Cog Lunch: Shari Liu "Violations of physical and psychological expectations in the adult human brain"
Description
Title: Violations of physical and psychological expectations in the adult human brain
Abstract: Adults are surprised to see a ball roll through a solid wall, or a person act irrationally, and even infants look longer at these same events during violation-of-expectation (VOE) studies. What mental processes account for these behaviors? Here we test two non-mutually exclusive hypotheses: (i) Violations of physical and psychological expectations involve domain-specific, distinctively physical and psychological expectations (objects are solid; agents behave rationally). (ii) VOE over these events (also) involve domain-general processes, like stimulus-driven prediction error, and goal-directed curiosity about the source of surprise. Across two experiments, we scanned 49 adults using functional magnetic resonance imaging (fMRI) while they watched videos of agents and objects, adapted from infant behavioral research. Domain-specific regions, that are preferentially engaged in social vs physical perception, showed similar preferences for our VOE stimuli involving agents and objects.

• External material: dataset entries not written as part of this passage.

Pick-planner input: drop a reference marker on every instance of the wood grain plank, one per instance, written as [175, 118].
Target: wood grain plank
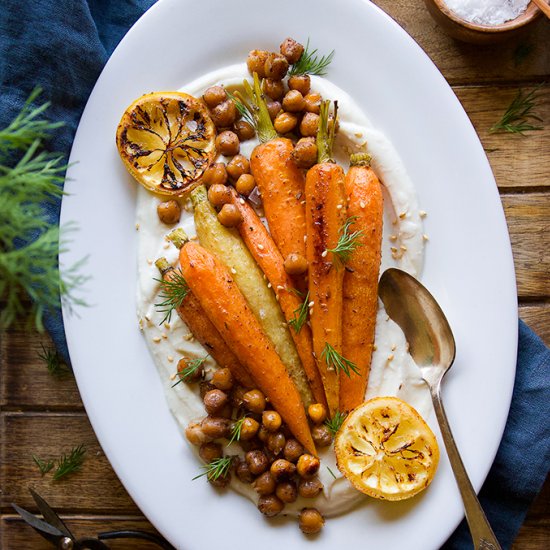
[463, 63]
[528, 217]
[517, 161]
[15, 533]
[95, 489]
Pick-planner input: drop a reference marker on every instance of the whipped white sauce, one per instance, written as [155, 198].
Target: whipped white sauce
[393, 372]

One region implicated in physical reasoning responded selectively to unexpected events from the physical domain, providing evidence for domain-specific physical prediction error. Some multiple demand regions responded to surprising events from both domains, providing evidence for domain-general endogenous attention, though these regions did not pass a stronger test for domain-general prediction error. Early visual regions responded equally to surprising and expected events in both domains, providing evidence against stimulus-driven prediction error as a mechanism for VOE. Thus, in adult brains, both domain-specific and high-level domain-general regions encode violations of psychological and physical expectations. I will end by discussing how plausible it will be to test these hypotheses in infants, and what these results do and don't tell us about the neural origins of intuitive physics and psychology.